P054: Remainder Me This

A week ago, Jason Kottke wrote a blog post outlining his intention to incorporate links from a Twitter account into the home page of his website. If that sentence confused or excited you, buckle up — it’s about to get nerdy in here.

For the uninitiated, Jason Kottke is an old school, A-List blogger. If it seems silly that there could be such a thing as a literal list of the most influential bloggers on the Internet, then take a trip in the Wayback Machine and read an article from The New Yorker that was literally titled You’ve Got Blog. In a continuous state of publication since 1998, Kottke.org has been a huge influence on me and a daily read since I discovered it back in ’99.

Take a moment to think about what the independent web looked like back then. Most people who were writing on the web were required to possess the technical skills to do so. Mix that hurdle with the primitive nature of search engines at the time and you get a recipe for a web that was starving for content. And boy did Kottke have content; when he started posting “remaindered links” in the sidebar in 2003, it felt like a revelation. When he folded those short, link-heavy posts into the regular stream in 2007 it felt like an inevitability.

These innovations seem obvious in retrospect but blogging is a form of expression that has been defined by the mental model of a relational database. When people like Kottke or Ev Williams (also featured in You’ve Got Blog) push those boundaries, it makes for confusing and exciting times. Hell, I’m halfway convinced that all of the hand-wringing around Ev’s Medium comes from writers who can’t fathom how they would go about architecting such a system.

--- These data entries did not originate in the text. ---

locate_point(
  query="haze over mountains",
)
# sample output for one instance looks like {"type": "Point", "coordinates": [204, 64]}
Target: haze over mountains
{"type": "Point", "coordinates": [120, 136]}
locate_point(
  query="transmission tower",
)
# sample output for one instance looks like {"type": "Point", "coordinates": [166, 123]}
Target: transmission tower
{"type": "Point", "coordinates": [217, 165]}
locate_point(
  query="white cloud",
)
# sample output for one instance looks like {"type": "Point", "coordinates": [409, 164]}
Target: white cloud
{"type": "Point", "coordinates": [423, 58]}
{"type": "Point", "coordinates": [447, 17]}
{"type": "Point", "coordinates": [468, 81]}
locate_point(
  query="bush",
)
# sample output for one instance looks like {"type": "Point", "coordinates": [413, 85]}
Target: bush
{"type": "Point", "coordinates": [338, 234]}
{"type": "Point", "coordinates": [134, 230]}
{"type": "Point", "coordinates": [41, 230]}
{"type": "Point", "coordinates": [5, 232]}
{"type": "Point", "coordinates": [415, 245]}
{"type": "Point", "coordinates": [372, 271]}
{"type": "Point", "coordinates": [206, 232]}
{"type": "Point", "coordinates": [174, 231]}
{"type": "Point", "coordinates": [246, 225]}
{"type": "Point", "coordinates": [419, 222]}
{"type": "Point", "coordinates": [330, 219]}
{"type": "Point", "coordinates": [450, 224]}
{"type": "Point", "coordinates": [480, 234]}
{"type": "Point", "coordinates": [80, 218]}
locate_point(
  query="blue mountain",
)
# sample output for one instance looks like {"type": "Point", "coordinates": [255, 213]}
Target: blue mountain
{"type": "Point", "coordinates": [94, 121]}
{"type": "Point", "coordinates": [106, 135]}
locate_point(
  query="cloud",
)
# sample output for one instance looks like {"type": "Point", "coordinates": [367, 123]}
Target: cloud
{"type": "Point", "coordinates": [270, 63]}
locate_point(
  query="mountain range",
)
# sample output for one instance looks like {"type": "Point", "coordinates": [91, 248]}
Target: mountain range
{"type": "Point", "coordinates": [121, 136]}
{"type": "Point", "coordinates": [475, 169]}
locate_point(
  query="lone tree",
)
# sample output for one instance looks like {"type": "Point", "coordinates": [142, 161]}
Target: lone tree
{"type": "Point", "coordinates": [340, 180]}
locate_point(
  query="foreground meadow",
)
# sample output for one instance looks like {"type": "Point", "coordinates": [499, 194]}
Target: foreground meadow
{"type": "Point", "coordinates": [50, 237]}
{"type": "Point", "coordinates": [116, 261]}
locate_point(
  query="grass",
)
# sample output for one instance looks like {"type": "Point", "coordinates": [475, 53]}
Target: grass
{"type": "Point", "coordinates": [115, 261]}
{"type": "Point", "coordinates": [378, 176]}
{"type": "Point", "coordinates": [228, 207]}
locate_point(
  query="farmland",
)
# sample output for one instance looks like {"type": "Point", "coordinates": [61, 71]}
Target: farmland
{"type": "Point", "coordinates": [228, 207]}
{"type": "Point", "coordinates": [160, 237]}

But the idea of putting links from a Twitter account on your homepage? That’s confusing to me precisely because it’s not exciting! That’s a solved problem with few technical hurdles and no shortage of predecessors — why was it worth 530 words from one of our generation’s most prolific writers!? I don’t understand it, but that’s why I’m intrigued, and there’s a feeling I think we could all use a little bit more of in our lives.